The national conversation on social care rarely focuses upon this particular predicament. Media coverage of the anticipated overhaul tends to concentrate upon the treatment of the elderly, and zero in on the so-called spending cap – how much we should be expected to contribute to our care from our own assets before the state takes over. This assumes, of course, that families have such assets: a serious misapprehension in many cases which skews the debate away from fiscal and social reality.
For a start, we need to stop thinking of social care as a service that is needed only by older citizens. In fact, working-age disabled adults account for more than half of the adult social care budget, while almost £10 billion is spent yearly on children’s care by local authorities in England. Given that relatively few can undertake paid employment, the hypothetical cap on their personal assets is scarcely the principal question that needs to be addressed when planning for their future.
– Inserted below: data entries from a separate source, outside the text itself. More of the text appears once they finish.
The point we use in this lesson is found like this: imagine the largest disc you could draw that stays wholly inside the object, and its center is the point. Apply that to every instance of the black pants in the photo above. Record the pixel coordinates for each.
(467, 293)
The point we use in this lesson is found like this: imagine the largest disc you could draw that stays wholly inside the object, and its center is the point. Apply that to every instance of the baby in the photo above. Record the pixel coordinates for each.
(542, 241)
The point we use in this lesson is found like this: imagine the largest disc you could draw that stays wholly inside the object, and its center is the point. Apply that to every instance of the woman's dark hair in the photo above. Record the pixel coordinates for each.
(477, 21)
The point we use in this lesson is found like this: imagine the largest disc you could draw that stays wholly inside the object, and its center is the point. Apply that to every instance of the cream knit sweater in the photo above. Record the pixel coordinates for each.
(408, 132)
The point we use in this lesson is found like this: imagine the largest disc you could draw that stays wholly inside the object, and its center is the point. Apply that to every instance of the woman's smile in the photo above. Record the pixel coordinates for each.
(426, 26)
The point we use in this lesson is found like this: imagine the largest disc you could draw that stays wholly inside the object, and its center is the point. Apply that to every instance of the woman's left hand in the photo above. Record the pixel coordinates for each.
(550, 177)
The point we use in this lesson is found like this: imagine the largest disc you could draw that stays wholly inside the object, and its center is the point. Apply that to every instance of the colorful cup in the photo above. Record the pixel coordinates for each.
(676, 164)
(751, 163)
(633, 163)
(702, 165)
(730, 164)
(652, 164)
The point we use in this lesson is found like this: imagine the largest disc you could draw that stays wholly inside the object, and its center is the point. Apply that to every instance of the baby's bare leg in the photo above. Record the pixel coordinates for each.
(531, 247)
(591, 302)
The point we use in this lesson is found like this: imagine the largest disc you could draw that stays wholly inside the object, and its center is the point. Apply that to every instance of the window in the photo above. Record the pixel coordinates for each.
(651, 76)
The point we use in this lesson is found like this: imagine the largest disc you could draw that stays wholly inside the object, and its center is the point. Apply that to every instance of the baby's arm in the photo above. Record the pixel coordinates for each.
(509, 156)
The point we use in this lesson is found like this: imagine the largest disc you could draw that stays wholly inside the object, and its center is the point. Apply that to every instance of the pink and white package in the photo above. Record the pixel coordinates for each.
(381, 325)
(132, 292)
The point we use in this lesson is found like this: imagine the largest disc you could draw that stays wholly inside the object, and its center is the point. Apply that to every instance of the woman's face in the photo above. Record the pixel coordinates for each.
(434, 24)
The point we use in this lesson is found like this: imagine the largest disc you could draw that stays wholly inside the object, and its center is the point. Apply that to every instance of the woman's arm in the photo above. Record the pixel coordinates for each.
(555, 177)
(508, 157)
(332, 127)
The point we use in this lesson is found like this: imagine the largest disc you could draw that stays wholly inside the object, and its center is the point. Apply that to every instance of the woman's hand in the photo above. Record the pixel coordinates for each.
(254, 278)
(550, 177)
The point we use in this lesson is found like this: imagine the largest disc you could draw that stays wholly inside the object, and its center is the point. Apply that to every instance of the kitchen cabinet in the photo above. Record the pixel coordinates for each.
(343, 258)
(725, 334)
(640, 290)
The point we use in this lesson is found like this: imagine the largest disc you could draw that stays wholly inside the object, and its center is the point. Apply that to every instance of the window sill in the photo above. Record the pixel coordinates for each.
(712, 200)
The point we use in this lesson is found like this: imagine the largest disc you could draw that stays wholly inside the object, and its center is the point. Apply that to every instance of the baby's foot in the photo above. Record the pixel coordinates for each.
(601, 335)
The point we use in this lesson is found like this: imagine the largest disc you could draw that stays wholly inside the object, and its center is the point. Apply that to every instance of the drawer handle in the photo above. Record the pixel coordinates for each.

Meanwhile, the inhumane detention of some of the most vulnerable members of society continues; the crisis of unmet needs in the community compounds the suffering; and parents and loved ones are forced to step up to prevent total breakdown, to an extent that is intolerable in a nation as rich and supposedly generous in its social provision as our own.
According to the Commons Health and Social Care Select Committee’s analysis last year, an urgent injection of cash to the tune of £7 billion is needed by 2023-4 – and that’s just to avoid total collapse. The final bill would run to tens of billions more if it’s to meet the escalating crisis of unmet need. But – as those at the sharp end emphasise again and again – money is not enough. It needs to be targeted with intelligence, local knowledge and sensitivity.
Whatever the overhaul looks like, it must take greater account than seems likely at present of people with learning disabilities and/or autism. No less than the elderly, they are primary victims of this national crisis.
The review is a once-in a-generation opportunity to make up for a decade squandered to political inertia. There is no conceivable excuse for those in power not to seize it.